Neben ABS sollte auch unbedingt ESP, das elektronische Stabilitätsprogramm, vorhanden sein. Eine Einbaupflicht für Neuwagen gibt es allerdings erst seit Ende 2014, das heißt, dass bei älteren, gebrauchten Kleinwagen ESP eher selten zu finden ist, da es ebenfalls lange Zeit gerade bei Kleinwagen nur gegen Aufpreis erhältlich war und viele Käufer damals diese Extrakosten scheuten. Gerade für Fahranfänger ist aber ESP sehr hilfreich, da es viele kritische Fahrsituationen sicher entschärfen kann. In einem ESP-System ist ein ABS immer enthalten.
Während ABS und ESP sowie zumindest zwei Airbags (Fahrer und Beifahrer) ein absolutes Muss für Fahranfänger sind, gibt es je nach Budget weitere sinnvolle Extras.

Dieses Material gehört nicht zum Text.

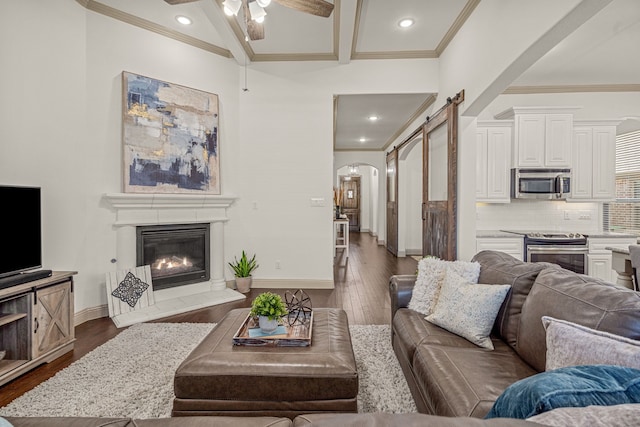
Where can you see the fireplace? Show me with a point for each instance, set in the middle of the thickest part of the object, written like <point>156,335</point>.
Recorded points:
<point>178,254</point>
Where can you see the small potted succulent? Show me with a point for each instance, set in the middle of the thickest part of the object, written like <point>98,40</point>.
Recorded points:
<point>242,269</point>
<point>269,308</point>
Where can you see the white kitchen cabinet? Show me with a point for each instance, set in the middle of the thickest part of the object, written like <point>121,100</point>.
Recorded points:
<point>542,136</point>
<point>599,266</point>
<point>594,158</point>
<point>513,246</point>
<point>493,156</point>
<point>599,259</point>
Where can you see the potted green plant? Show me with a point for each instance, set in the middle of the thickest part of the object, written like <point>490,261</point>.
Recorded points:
<point>242,269</point>
<point>269,308</point>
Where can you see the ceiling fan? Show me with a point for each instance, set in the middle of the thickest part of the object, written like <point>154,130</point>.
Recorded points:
<point>254,12</point>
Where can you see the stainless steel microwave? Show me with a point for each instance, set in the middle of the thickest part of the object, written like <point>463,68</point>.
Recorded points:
<point>550,184</point>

Empfehlenswert etwa sind weitere Airbags, idealerweise je zwei Seiten- und Kopfairbags. Auch eine Klimaanlage ist eine gute Investition, da die Aufmerksamkeit bei stickiger Sommerhitze im Auto schnell sinkt.
Die weitere Ausstattung hängt auch vom Einsatzzweck ab; wer etwa häufig nachts unterwegs ist, kann von einem guten Scheinwerfersystem profitieren. Neben besonders leuchtstarken Leuchten mit Xenon- oder LED-Technik sind vor allem in höheren Fahrzeugklassen auch intelligente Lichtsysteme zu finden, die die Ausleuchtung der Fahrsituation anpassen. Allerdings sind solche Fahrzeuge teuer und für Fahranfänger eher selten eine finanziell passende Lösung.
Ein wichtiges Detail für junge Fahrer ist sicherlich eine funktionierende Smartphone-Anbindung sowie eine Freisprechanlage, so dass sie erst gar nicht in Versuchung kommen, mit dem Handy am Ohr zu telefonieren.
Allerdings nutzt die beste Sicherheitsausstattung nichts, wenn das Fahrzeug selbst unsicher ist. Wer einen Gebrauchten kauft, sollte auf eine frische HU-Plakette achten – das minimiert zumindest das Risiko wirklich gefährlicher Mängel. Auch ein Gebrauchtwagen-Check bei einer der Prüforganisationen oder bei einem Automobilclub kann sich lohnen.